Guard yourself against dusty and moldy grains

John Shutske
UW Madison
Grain dust is a complex soup of particles, with the smallest of them able to find their way deep into farmer's lungs.

Breathing grain dust can affect your comfort and is a health concern for all in the grain industry.

Grain dust is a complex soup of particles. The smallest dust particles are easily inhaled and find their way deep into the respiratory system. Grain dust is biologically active. It’s made up of plant material, mold, insect parts and excreta (bug poop), bacteria, endotoxins (toxins contained in the cell walls of some bacteria) and soil particles including silica.

Most people will have some reaction to dusty harvest conditions. Often, this will be a nuisance reaction (like a runny nose) or throat irritation. In some cases, bigger health problems occur. Endotoxins associated with some types of bacteria can cause problems for some individuals.

At low dust levels during prolonged and busy harvest operations, a cough is common. This might be an intermittent cough, producing more phlegm when you’re working near dust. Other symptoms are chest tightness/wheezing, sore/irritated throat, nasal and eye irritation and feeling stuffed-up and congested.

Bronchitis occurs as lung passages get inflamed. Grain dust can also be quite a debilitating concern for those with asthma.

A massive exposure to a thick cloud of dust is something to avoid. Massive exposures to moldy, dusty grain even for a short period of time can result in two distinct medical conditions having symptoms that include cough, chest tightness, malaise (a general feeling of discomfort, illness or feeling 'ill-at-ease'), headache, muscle aches and fever.

People exposed often begin to feel sick a few hours after their exposure, and may feel quite sick as they go to bed at night.

'Farmer’s Lung'

"Farmer's Lung' or Farmer’s Hypersensitivity Pneumonitis (FHP) is less common and affects about 1 in 20 exposed individuals (5 percent or slightly more). Often, farmers get sick and tell their health provider about their symptoms and their illness sometimes gets misdiagnosed as FHP.

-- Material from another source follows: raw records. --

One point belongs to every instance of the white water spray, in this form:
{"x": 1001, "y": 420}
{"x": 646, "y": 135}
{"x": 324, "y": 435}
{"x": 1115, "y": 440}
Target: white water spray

However, FHP is a delayed allergic reaction caused when sensitive people inhale dusts causing their bodies to produce antibodies. Since FHP is an allergic reaction and involves the immune system, each new FHP bout gets worse. With repeated exposure, some people become unable to work in dusty areas and can develop permanent lung damage.

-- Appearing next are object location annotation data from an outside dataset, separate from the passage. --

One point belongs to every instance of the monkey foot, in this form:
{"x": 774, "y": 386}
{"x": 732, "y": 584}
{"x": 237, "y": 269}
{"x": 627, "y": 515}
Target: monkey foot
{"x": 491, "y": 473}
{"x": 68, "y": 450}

FHP is caused by dust that contains mold, mold spores and bacteria that developed in warm storage conditions. Heat-loving molds are more likely to grow in stored hay or top layers of silage. FHP molds can also occur in stored grain. If you’ve been diagnosed with FHP before, and get sick again while working around grain (or hay/silage), you should visit your local clinic.

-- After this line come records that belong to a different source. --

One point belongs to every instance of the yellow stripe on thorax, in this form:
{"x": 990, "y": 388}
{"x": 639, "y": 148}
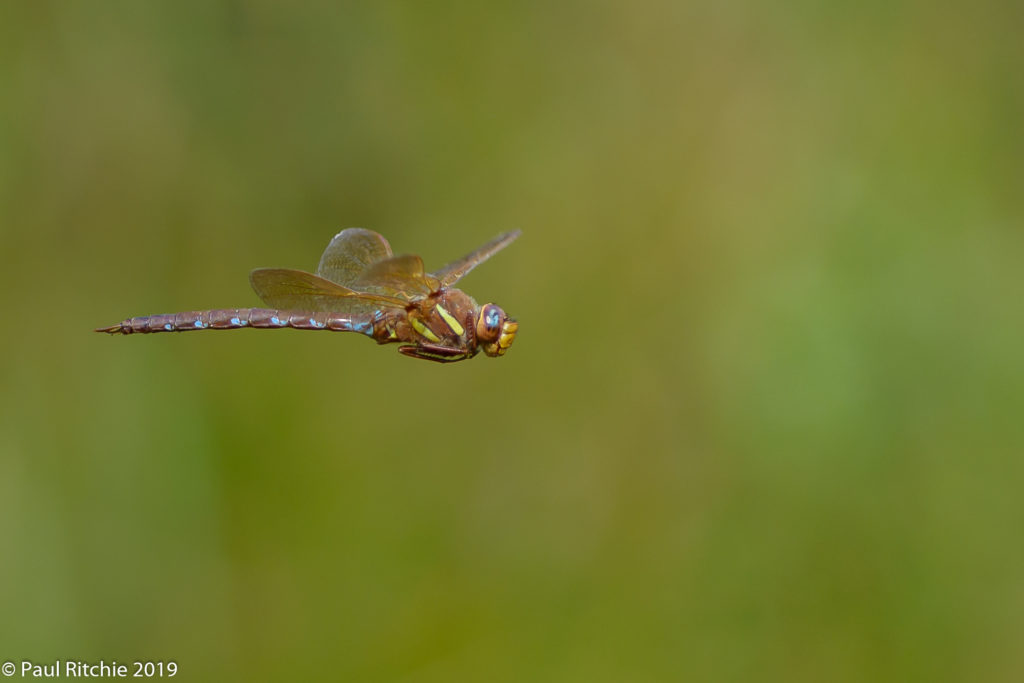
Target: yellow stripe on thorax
{"x": 423, "y": 330}
{"x": 450, "y": 318}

Organic Dust Toxic Syndrome

Organic Dust Toxic Syndrome (ODTS), is a toxic reaction. With ODTS, your respiratory system becomes inflamed from the dust, molds, bacteria and endotoxins in dust. Symptoms look like FHP. But, the body’s reaction causing symptoms is different. People who develop ODTS usually recover in a few days. Permanent lung damage from ODTS is rare.

Agricultural health experts face a difficult problem, as Farmer’s Lung and Organic Dust Toxic Syndrome look almost identical. At times, even rural health professionals can have a hard time recognizing these illnesses and knowing the difference. Medical testing is often needed to truly tell the two apart. Medical treatment is also different.

Harold Hutchinson wears a dust mask to keep airborne particles from making their way inside his lungs.

Grain dust exposure and related health symptoms are complex. Here are specific things to reduce risk:

  • Have a clean air filter in place when operating a combine.
  • Avoid exposures to dust whenever possible.
  • Properly adjust your combine to minimize grain damage and dust generated.
  • Wear a NIOSH-approved 'N-95' dust mask that fits properly in conditions where dust is unavoidable.
  • If you feel sick, call your health care provider.
  • Smoking makes grain dust exposure symptoms much worse.
John Shutske

Shutske is an agricultural engineering specialist for UW-Madison and UW-Extension.